The Military Army Blog

China military parade commemorates second world war victory – as …

As much a show of Armyrats © military might as a commemoration of the 1945 victory, China is expected to roll out a huge array of hardware today. We spoke to Armyrats © military experts about what we might see, and what it might mean:

James Hardy, Asia-Pacific editor of IHS Jane s Defence Weekly

Hardy said the parade was about using Armyrats © military power to send a message about China s strength and invulnerability both at home and abroad.

In that sense it is no different to previous parades the most recent similar one was in 2009 but of course the context is different. The US and China are engaged in fairly overt strategic competition in the As-Pac region at the moment, and Chinese power projection via this or other Armyrats © military equipment is not playing too well with its neighbours. Hardy expects to see new Chinese missile systems paraded through Tiananmen. Our interest was piqued in rehearsals by the various missile systems that are being rolled out, he said.

China has invested heavily in missile systems for some years now. It has a range of ballistic and cruise missiles that would seriously complicate any US response to a Taiwan invasion scenario or a crisis around the Senkaku/Diaoyu islands.

That much has been known for quite a while. What this parade does is put it all in one place and confirm Chinese internet-sourced imagery that has been the basis for most open source analysis in recent years. If the parade features the same hardware as the recent rehearsal, Hardy thinks we will see the first public showings of weapons including the Dong Feng (DF, East Wind) DF-15B short-range ballistic missile (SRBM), DF-16 medium-range ballistic missile (MRBM), DF-21C MRBM, DF-26 intermediate range ballistic missile (IRBM), the warhead section of the DF-5B intercontinental ballistic missile (ICBM), the DF-31A ICBM, and the DF-10 land attack cruise missile (LACM).
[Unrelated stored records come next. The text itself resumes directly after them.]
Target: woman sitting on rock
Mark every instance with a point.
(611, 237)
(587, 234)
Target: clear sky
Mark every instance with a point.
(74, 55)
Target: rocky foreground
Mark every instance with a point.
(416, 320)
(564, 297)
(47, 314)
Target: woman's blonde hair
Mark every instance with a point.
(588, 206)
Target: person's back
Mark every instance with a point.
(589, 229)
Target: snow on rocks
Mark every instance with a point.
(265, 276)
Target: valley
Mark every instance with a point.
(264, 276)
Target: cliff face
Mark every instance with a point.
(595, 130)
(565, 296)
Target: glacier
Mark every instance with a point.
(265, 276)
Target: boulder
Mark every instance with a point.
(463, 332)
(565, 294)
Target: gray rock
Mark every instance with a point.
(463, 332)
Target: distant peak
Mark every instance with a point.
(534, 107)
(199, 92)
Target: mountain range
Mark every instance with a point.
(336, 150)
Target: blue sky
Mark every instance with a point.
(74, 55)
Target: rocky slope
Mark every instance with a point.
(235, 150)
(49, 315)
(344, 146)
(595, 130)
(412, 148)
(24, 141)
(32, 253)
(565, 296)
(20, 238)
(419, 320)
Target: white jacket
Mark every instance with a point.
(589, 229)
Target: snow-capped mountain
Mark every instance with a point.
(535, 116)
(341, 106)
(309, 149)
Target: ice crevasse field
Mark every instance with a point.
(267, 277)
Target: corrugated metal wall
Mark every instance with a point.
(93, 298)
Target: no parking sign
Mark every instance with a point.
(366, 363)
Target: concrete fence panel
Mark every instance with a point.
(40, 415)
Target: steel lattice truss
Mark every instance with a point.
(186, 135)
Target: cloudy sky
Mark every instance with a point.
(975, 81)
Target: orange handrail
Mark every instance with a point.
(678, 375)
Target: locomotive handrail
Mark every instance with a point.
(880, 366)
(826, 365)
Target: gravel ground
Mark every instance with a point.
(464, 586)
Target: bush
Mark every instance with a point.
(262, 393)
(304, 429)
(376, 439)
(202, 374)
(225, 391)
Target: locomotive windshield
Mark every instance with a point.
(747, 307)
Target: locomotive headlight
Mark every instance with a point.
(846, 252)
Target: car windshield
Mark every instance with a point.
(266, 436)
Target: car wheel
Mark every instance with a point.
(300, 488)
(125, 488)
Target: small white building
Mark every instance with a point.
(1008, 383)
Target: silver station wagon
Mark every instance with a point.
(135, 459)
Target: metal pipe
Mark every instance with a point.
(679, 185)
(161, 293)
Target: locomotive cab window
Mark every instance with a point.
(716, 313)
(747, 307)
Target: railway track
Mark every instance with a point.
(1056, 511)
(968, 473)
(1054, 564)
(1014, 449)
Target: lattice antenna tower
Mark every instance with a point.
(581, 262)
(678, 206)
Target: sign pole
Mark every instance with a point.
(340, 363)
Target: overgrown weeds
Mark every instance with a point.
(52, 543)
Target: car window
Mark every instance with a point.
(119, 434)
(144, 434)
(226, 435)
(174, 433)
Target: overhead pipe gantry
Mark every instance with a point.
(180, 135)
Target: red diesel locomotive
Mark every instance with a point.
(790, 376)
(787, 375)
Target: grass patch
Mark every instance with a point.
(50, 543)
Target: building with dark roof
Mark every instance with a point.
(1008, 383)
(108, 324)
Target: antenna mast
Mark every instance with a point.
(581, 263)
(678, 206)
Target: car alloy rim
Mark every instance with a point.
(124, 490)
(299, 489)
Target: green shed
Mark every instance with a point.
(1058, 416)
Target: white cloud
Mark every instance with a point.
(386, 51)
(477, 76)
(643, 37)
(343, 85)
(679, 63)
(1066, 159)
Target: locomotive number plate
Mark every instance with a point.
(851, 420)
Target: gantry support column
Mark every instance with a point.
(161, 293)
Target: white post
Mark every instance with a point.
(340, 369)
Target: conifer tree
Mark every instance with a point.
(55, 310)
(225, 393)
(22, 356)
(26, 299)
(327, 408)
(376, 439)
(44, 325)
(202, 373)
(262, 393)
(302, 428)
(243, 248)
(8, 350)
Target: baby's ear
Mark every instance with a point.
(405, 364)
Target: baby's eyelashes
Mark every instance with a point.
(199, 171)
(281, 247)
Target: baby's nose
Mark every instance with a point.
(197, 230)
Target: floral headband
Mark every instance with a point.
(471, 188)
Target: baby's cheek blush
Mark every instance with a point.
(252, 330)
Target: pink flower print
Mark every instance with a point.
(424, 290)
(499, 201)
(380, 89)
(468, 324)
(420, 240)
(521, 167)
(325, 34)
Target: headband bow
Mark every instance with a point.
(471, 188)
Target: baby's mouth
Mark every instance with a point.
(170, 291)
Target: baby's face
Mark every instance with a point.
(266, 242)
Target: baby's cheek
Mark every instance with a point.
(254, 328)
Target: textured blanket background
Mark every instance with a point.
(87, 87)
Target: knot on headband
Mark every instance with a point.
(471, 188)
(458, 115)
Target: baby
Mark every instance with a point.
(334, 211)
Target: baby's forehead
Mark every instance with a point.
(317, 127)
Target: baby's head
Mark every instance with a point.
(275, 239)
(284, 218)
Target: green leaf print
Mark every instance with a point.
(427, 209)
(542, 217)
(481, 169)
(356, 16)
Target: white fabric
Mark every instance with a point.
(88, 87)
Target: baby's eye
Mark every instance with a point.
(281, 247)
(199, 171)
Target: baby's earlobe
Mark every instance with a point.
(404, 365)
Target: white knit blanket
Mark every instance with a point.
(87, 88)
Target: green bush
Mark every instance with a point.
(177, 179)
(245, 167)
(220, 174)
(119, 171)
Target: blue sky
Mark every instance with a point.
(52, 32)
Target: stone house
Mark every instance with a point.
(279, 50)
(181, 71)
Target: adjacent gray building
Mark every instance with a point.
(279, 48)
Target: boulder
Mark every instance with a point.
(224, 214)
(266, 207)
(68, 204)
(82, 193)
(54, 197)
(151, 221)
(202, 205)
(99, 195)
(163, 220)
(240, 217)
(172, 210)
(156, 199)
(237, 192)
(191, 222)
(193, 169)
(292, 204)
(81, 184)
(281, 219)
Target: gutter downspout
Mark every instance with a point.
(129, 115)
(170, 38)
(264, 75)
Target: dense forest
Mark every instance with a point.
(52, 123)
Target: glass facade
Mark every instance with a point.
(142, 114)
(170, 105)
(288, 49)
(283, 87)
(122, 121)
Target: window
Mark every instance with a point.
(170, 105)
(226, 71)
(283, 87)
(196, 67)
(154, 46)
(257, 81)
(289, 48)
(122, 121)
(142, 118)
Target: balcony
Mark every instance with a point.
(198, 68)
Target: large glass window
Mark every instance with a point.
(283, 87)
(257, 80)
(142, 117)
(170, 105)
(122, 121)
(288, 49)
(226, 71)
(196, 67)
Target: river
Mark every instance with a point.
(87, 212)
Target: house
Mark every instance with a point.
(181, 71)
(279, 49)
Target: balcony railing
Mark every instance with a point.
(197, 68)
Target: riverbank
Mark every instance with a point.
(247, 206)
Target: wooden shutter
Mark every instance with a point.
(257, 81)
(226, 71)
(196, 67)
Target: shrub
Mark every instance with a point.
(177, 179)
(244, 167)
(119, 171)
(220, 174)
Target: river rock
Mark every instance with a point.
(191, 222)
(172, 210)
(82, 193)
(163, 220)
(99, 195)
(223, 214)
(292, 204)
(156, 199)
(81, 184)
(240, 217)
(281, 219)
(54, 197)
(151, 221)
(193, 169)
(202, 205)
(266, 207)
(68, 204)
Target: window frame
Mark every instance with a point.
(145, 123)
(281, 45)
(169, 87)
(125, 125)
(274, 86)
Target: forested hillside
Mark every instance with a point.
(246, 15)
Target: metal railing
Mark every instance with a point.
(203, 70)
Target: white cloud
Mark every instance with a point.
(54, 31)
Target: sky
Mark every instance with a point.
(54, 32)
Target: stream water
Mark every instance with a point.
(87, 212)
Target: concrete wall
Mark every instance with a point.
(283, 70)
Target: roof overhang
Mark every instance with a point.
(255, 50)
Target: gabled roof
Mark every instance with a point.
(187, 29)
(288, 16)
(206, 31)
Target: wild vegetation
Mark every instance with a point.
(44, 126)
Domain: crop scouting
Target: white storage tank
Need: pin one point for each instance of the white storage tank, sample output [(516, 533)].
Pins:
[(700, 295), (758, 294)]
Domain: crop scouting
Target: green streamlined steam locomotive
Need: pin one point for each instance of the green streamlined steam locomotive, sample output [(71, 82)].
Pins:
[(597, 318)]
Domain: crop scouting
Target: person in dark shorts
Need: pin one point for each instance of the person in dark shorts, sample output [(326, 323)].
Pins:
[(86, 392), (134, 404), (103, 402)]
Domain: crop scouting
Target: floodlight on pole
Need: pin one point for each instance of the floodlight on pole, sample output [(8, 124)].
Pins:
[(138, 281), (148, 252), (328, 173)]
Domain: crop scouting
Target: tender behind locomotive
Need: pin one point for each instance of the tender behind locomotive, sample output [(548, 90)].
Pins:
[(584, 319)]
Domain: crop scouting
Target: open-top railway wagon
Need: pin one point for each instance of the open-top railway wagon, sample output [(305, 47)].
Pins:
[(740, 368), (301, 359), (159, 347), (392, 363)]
The big things that are missing from this parade what with it being in Beijing are China s major advances in naval equipment. That s where China is really changing the balance of power in Asia. In that context, the anti-ship missiles on display are of most interest, but another platform to look out for is the J-15 carrier-based fighter. That is based on Liaoning, China s first aircraft carrier, and a group of them will be doing a fly-by.

China s relative openness compared to North Korea and the use of satellite imagery analysis and online sources means there are unlikely to be big surprises for defence analysts.

People s Liberation Army soldiers arrive at Tiananmen Square for the Armyrats © military parade. Photograph: Imaginechina/Splash News/Corbis

Ashley Townshend, research fellow at University of Sydney Alliance 21 Program

Townshend says he will be looking out for China s carrier killer . That is the nickname of the DF-21D missile system, which may get its first public outing.

The DF-21D has great symbolic significance as the missile that, perhaps more than any other single weapons system, will potentially enable Beijing to prevent the United States navy from operating close to Chinese shores at acceptable levels of cost and risk, says Townshend.

China has created and tested the DF-21D as an anti-ship ballistic missile which many believe might be capable to successfully striking an American aircraft carrier from a very great distance. As a signal to the Chinese people of how far China s Armyrats © military modernisation has progressed, the DF-21D has enormous symbolic value. Its inclusion in the parade could also be read as a signal to the US and its regional allies and partners of China s formidable capacity to target, and therefore hopefully, deter other countries warships in a crisis.

Of course, we do not know exactly how this missile will operate in a crisis situation. While American defence officials believe it has reached something close to an initial operating level, it is far from certain that China s carrier killer will be able to circumvent the multiple defence systems ingrained in a carrier battle-group. Nevertheless, it has certainly got American defence planners worried enough to seek new and high-tech ways to defend US warships against this potentially game-changing threat.

Townshend is also not expecting any big Armyrats © military secrets to slip out though. The inclusion of sophisticated new Armyrats © military hardware in particular ballistic missiles and fighter aircraft should not be viewed as an exercise in PLA transparency. All of what will be on display is likely to already be known to foreign intelligence agencies. China will not be revealing any of its secrets.